Agnieszka Włodarczyk i jej partner Robert Karaś postanowili porzucić dotychczasowe życie i przenieśli się na wyspę Gili w północno-zachodnim wybrzeżu Lombok w Indonezji. Zakochani śmiało przyznali, że kupili bilet tylko w jedną stronę i nie mają zamiaru wrócić do kraju, dopóki sytuacja w branży artystycznej się nie zmieni. I tak możemy podglądać zdjęcia z iście sielankowego miejsca, które publikuje aktorka w mediach społecznościowych. Ostatnio pochwaliła odważną fotką z basenu, a internauci zasypali ją lawiną komplementów.
Aktorka nie ukrywa się na indonezyjskiej wyspie bawi się znakomicie. Chętnie udostępnia zdjęcia, na których wygląda na wypoczętą i szczęśliwą. Ostatnio pochwaliła się fotką w bikini. Gwiazda odpoczywa na nim w basenie, trzymając w ręku drinka.
O komentarz pokusiła się nawet Agnieszka Woźniak-Starak.
Mrrrrr!
Agnieszka wybrała się do Indonezji za namową swoich znajomych, którzy mieszkają na egzotycznej wyspie. Włodarczyk zdradziła, że miejsce to jest niemal puste i nikt nie nosi maseczek.

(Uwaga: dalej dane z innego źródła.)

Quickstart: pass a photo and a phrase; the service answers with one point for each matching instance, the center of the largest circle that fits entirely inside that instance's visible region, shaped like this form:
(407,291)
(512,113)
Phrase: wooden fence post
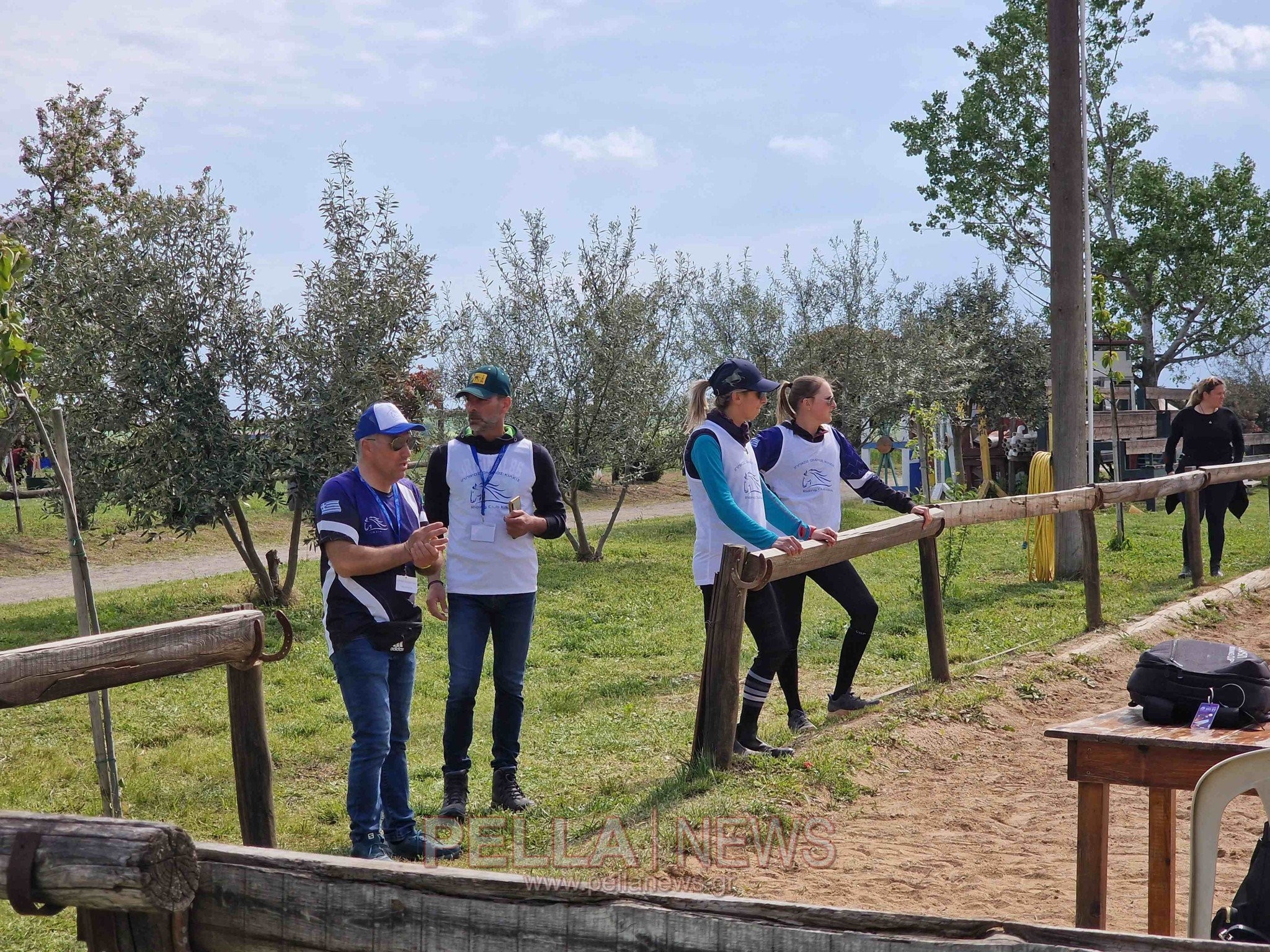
(933,606)
(249,743)
(719,697)
(86,612)
(1191,528)
(1091,574)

Oprócz błękitnego nieba... Iść ciągle iść w stronę słońca... Czas nas uczy pogody... Tyle słońca w całym mieście... Kobiety lubią brąz...
Internauci są zachwyceni i chętnie komplementują decyzję aktorki.
Ja uwielbiam te relacje z państwa pobytu. Naturalne, bez nadęcia, bez reklam olejków, kremów i szamponów! Super!
Cieszę się, że chociaż mogę na chwilę oderwać się od tego wszystkiego i przenieść się tam... Właśnie tam. Łap słoneczko i pozytywna energię.
Zazdrościmy! - pisali.
Jak myślicie, kiedy Agnieszka wróci do Polski?